In this tutorial we will:
- pre-process sequencing reads
- map reads
- post-process mapped data
- assess quality and strength of ChIP-signal
- display coverage plots in a genome browser
- call ChIP peaks with
MACS2
- inspect obtained calls
- look for sequence motifs within called peaks
- look at distribution of enriched regions across genes.
Data
Datasets for this tutorial were generated in the lab of Frank Pugh.
Reb1 ChIP-exo
For this analysis, we will be using ChIP-exo datasets. For this experiment, immunoprecipitation was performed with antibodies against Reb1. Reb1 recognizes a specific sequence (TTACCCG
), is involved in many aspects of transcriptional regulation by all three yeast RNA polymerases, and promotes formation of nucleosome-free regions (NFRs) (Hartley & Madhani:2009; Raisner:2005).
Data description
There are four datasets:
Dataset | Description |
---|---|
Reb1_R1 | ChIP experiment, Replicate 1 |
Input_R1 | Input DNA, Replicate 1 |
Reb1_R2 | ChIP experiment, Replicate 2 |
Input_R2 | Input DNA, Replicate 2 |
Data location
In Galaxy, go to “Upload Data”, –> “Paste/Fetch Data”, and then paste the following four URLs:
http://e1-lugh2.science.psu.edu/data/xo/Reb1_rep1.fastq
http://e1-lugh2.science.psu.edu/data/xo/Reb1_rep2.fastq
http://e1-lugh2.science.psu.edu/data/xo/Input_rep1.fastq
http://e1-lugh2.science.psu.edu/data/xo/Input_rep2.fastq
Then press “Start” and “Close”. The files should begin uploading to your Galaxy history.
Uploading
After uploading datasets into your Galaxy history, we will combine all datasets into a single dataset collection. This will simplify downstream processing of the data. The process for creating a collection for this tutorial is is shown here.

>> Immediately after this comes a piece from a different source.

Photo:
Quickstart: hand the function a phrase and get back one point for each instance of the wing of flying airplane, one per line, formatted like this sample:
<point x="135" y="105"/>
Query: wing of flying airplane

Mapping and Post-processing
Mapping
In this particular case, the data is of very high quality and do not need to be trimmed or postprocessed in any way before mapping. We will proceed by mapping all the data against the yeast genome sacCer3
with BWA:
Mapping all data at once. Note that Select input type is set to Single fastq and by selecting folder () button you can select as entire collection of fastq datasets. Important: here we also set readgroups automatically by toggling Set readgroups information dropdown to Set readgroups (SAM/BAM specification) and setting all Auto-assign button to Yes . |
Post-processing
For post-processing we will remove all non-uniquely mapped reads. This can be done by simply filtering out all reads with mapping quality less than 20
using NGS: SAMtools → Filter SAM or BAM:
Filtering multi-mapped reads by restricting the data to reads with mapping quality above 20. Note that by selecting the folder () button, you can select an entire collection of BAM datasets to filter at once. |
Assessment of ChIP quality
After we map and filter the reads, it is time to make some inferences about how good the underlying data is.
Correlation among samples
In our experiment there are two replicates, each containing treatment and input (control) datasets. The first thing we can check is whether the samples are correlated (in other words if treatment and control samples across the two replicates contain this same kind of signal). To do this, we first generate a read count matrix using NGS: DeepTools → multiBamSummary.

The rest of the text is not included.